The Limerick Greenway, also known as the Great Southern Trail Greenway has been open now for a few years, and the route now extends to Listowel, Kerry, since October 2022.

A previous post, commemorates the long years of campaigning that it took to bring this project to fruition.

This is a more personal account of the Kerry Section only, from Abbeyfeale to Listowel, which we walked, there one day, back the next, rather than cycled.

Abbeyfeale is in Co. Limerick, and the first 3km of the route is officially the Limerick Greenway and rest, ~12km, is in Kerry. It seems slightly absurd that the Greenway is so divided, reminiscent of the roads around the border with Northern Ireland, although the differences are slight.

The route is generally very good quality, laid in tarmac, with gravel edges, for better drainage. Signage is also good quality (differing slightly between the Limerick & Kerry Sections, as mentioned), although a bit more of it e.g. local information (e.g. wildlife, farming, railway history), distance information etc. would be good to see. This section, at 15km, is the longest section on the entire Greenway, and although there are a sprinkling of seats along the way, there are few houses, no villages and definitely no water or refreshments.
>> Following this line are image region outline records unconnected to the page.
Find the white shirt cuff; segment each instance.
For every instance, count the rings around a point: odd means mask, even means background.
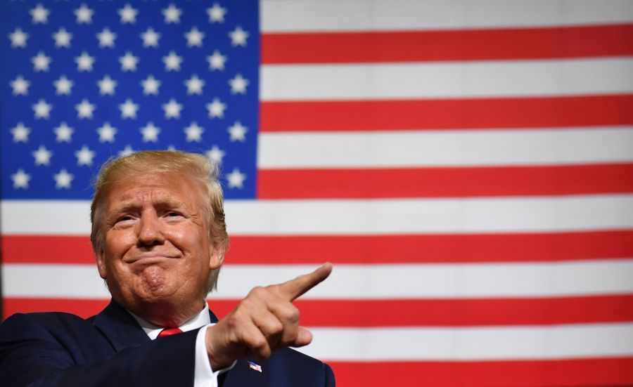
[[[214,371],[207,353],[207,328],[215,324],[207,324],[198,331],[196,337],[196,365],[193,373],[193,387],[217,387],[217,376],[235,366],[237,360],[226,368]]]

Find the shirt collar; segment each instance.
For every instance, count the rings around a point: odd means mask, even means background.
[[[136,320],[136,322],[139,323],[139,325],[141,325],[141,327],[143,328],[143,330],[145,332],[145,333],[152,340],[156,339],[158,336],[158,334],[160,333],[160,331],[162,331],[165,328],[165,327],[154,325],[151,322],[143,320],[129,310],[128,310],[128,313],[132,315],[133,317],[134,317],[134,320]],[[199,313],[193,316],[192,318],[184,322],[184,323],[179,327],[179,328],[180,328],[182,332],[186,332],[187,331],[197,329],[198,328],[204,327],[205,325],[210,322],[211,318],[209,317],[209,306],[208,304],[207,304],[207,303],[205,303],[205,307],[202,310],[200,310]]]

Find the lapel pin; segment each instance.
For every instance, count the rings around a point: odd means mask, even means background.
[[[248,368],[250,368],[251,369],[255,369],[255,371],[257,371],[258,372],[262,372],[262,366],[258,364],[255,364],[252,362],[248,362]]]

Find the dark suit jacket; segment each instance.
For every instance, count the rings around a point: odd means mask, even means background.
[[[217,321],[213,313],[211,321]],[[0,385],[193,386],[197,334],[151,341],[113,301],[87,320],[62,313],[13,315],[0,325]],[[239,360],[222,385],[334,386],[329,366],[292,349],[252,361],[262,372]]]

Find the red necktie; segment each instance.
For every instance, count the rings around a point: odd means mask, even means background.
[[[165,328],[160,331],[160,333],[158,334],[158,337],[165,337],[165,336],[171,336],[179,333],[182,333],[180,328]]]

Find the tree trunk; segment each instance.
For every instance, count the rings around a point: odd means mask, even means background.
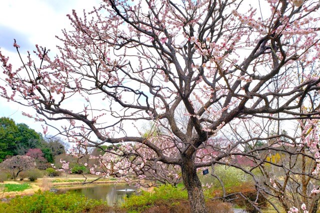
[[[181,166],[184,183],[188,192],[191,212],[208,212],[204,204],[204,196],[202,190],[201,182],[196,175],[194,158],[182,156]]]

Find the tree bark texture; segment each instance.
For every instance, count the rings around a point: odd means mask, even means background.
[[[208,212],[204,204],[204,196],[201,186],[201,182],[196,174],[196,168],[192,158],[182,157],[181,166],[184,183],[188,192],[188,198],[191,212]]]

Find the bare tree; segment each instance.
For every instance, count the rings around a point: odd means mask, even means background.
[[[82,18],[75,11],[68,15],[74,29],[63,31],[54,58],[36,46],[40,62],[29,54],[14,70],[0,54],[8,76],[1,94],[33,107],[37,115],[25,115],[78,146],[122,143],[116,152],[106,150],[108,163],[141,158],[154,162],[154,170],[157,163],[180,166],[192,212],[205,212],[197,168],[237,155],[255,158],[241,148],[254,137],[212,144],[222,130],[242,122],[263,129],[268,120],[318,119],[320,78],[313,73],[320,58],[318,8],[312,0],[253,6],[240,0],[106,0]],[[186,125],[176,116],[181,106]],[[303,106],[310,110],[300,112]],[[167,130],[170,140],[140,132],[139,122],[150,120]],[[132,165],[141,170],[137,164]],[[134,172],[134,166],[128,168]],[[110,171],[106,175],[120,172]]]
[[[6,159],[0,164],[2,170],[8,170],[15,180],[21,172],[34,168],[34,160],[26,156],[16,156]]]

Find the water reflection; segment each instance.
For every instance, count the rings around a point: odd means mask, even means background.
[[[129,190],[126,190],[126,189]],[[102,200],[106,201],[108,205],[120,204],[124,202],[124,196],[130,196],[136,188],[125,184],[88,185],[84,187],[72,187],[60,188],[57,194],[67,192],[78,194],[84,194],[90,199]]]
One welcome feature, shown above, are the tool stations, two along this section. It’s clear that the actual tools will have a pretty short working life as they are already quite badly corroded. The pump seemed in good order.

Apparently, when the railway closed in the 1970s, although the Local Authorities had first refusal of ownership, they declined, seeing it as of little value at the time. This was, in retrospect, regrettable, as it made wresting use of the route back from landowners a long and fraught process.
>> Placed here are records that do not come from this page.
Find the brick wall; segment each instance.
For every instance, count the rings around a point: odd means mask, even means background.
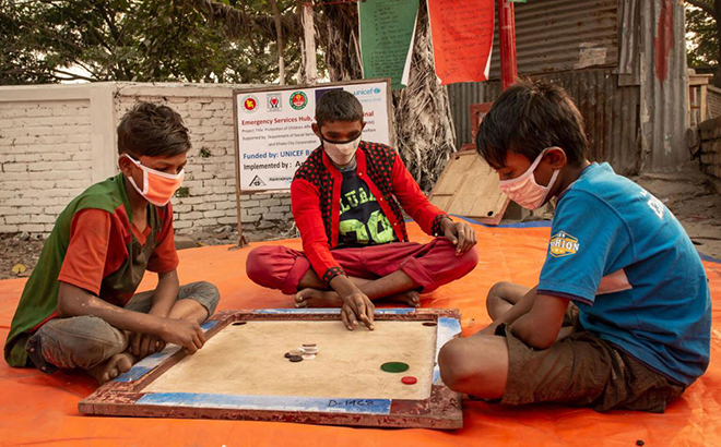
[[[699,131],[701,170],[721,179],[721,117],[704,121]]]
[[[225,96],[203,96],[202,90],[189,88],[127,87],[116,96],[116,125],[134,104],[145,100],[173,108],[190,130],[192,149],[184,190],[172,201],[180,233],[237,222],[233,96],[231,88],[225,92]],[[288,193],[243,194],[240,206],[245,232],[285,230],[292,225]]]
[[[234,85],[102,83],[0,87],[0,232],[47,234],[85,188],[116,174],[116,126],[139,100],[165,104],[190,130],[175,228],[192,233],[237,222]],[[244,232],[286,230],[287,192],[244,194]]]
[[[0,232],[48,233],[91,157],[90,100],[0,102]]]

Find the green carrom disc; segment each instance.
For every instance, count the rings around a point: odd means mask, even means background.
[[[409,371],[409,364],[403,362],[386,362],[380,369],[387,373],[402,373]]]

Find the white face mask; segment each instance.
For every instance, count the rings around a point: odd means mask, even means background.
[[[535,158],[535,161],[533,161],[531,167],[525,172],[523,172],[522,176],[517,177],[516,179],[501,180],[498,182],[498,188],[500,191],[506,193],[506,195],[511,201],[521,205],[523,208],[535,209],[541,206],[543,201],[546,200],[548,192],[553,188],[553,184],[558,177],[558,172],[560,172],[559,170],[554,170],[547,186],[542,186],[535,182],[533,171],[541,162],[541,159],[543,158],[543,155],[546,153],[546,150],[551,148],[552,147],[548,147],[539,154],[539,156]]]
[[[328,154],[328,157],[338,166],[350,164],[361,144],[361,135],[347,143],[331,143],[326,141],[322,136],[321,140],[323,141],[323,149],[326,149],[326,154]]]
[[[170,197],[178,191],[178,188],[182,184],[182,178],[185,177],[186,170],[182,169],[177,174],[166,173],[151,169],[140,161],[135,160],[128,154],[122,154],[123,157],[132,161],[133,165],[139,167],[143,171],[143,189],[141,190],[135,184],[132,176],[128,177],[130,184],[138,191],[140,195],[145,197],[145,200],[156,206],[165,206],[170,202]]]

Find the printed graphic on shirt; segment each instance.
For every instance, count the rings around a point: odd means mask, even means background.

Part of this dynamic is evidently the construction of the many crossing points, which are mostly agricultural; in some places, bridges were constructed, the route dipped to allow headroom, thereby breaking the level way established by the railway engineers, as seen above.
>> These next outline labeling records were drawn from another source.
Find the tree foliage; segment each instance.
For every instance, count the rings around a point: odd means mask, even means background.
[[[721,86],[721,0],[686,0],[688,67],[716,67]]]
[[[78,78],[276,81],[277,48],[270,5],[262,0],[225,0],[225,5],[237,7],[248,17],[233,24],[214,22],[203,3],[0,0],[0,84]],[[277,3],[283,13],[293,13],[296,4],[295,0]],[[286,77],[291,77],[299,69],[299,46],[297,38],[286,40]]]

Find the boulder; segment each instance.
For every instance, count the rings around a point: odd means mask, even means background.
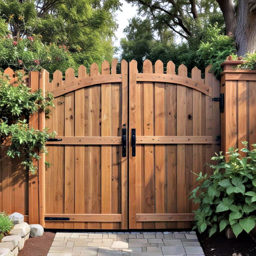
[[[1,256],[12,256],[12,254],[9,249],[0,248]]]
[[[43,235],[43,228],[39,224],[32,224],[30,225],[30,236],[31,237],[38,237]]]
[[[15,225],[24,222],[24,216],[19,213],[14,213],[9,215],[9,218],[12,220]]]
In other places there are gates, suggesting infrequent agricultural use; some gates featured smaller by-pass gates, that would allow Greenway Users to pass, with caution. This is preferable to the constant opening and closing of gates, experienced by both walkers and cyclists elsewhere. At the infrequent road crossings, all minor roads, there are dog-leg barriers, which don’t enforce dismount, but prevent careless passage.

In the cuttings there are few original bridges, as above. These stretches, mostly damp, feature the richest plant growth. The route could generally be called a “wildlife corridor”, presumably as the verges are free of the chemicals that have destroyed much of the flora in the countryside generally. This is apparently true of many transport corridors, although some may unfortunately still be sprayed.

One – completely unnecessary and preventable – confusion arises as to which side of the road to walk and ride; see Code of Conduct. This enjoins walkers to “Keep left and pass on right” without specifying what cyclists should do, although implicitly the same. In contrast – hence the confusion – the Highway Code Standard Practice is for pedestrians is walk on the right, to face oncoming traffic; this is particularly necessary for a Greenway, as bicycles, even electric ones, are very quiet, and not all remember to use a bell, or even have one.

We did this route over a weekend, and saw a fair few other users, almost all cyclists, but nowhere near as many as the better-known Mayo or Waterford Greenways. This seems a pity as the route is attractive, with pleasant towns along the way. It is evident that more promotion and more facilities will be needed to change this.

At the other end of the Greenway, which currently reaches Rathkeale, there are hopes of a extension into Limerick City; it is evident this will be both more valuable, particularly to locals, but also more difficult, as the space is correspondingly more contested.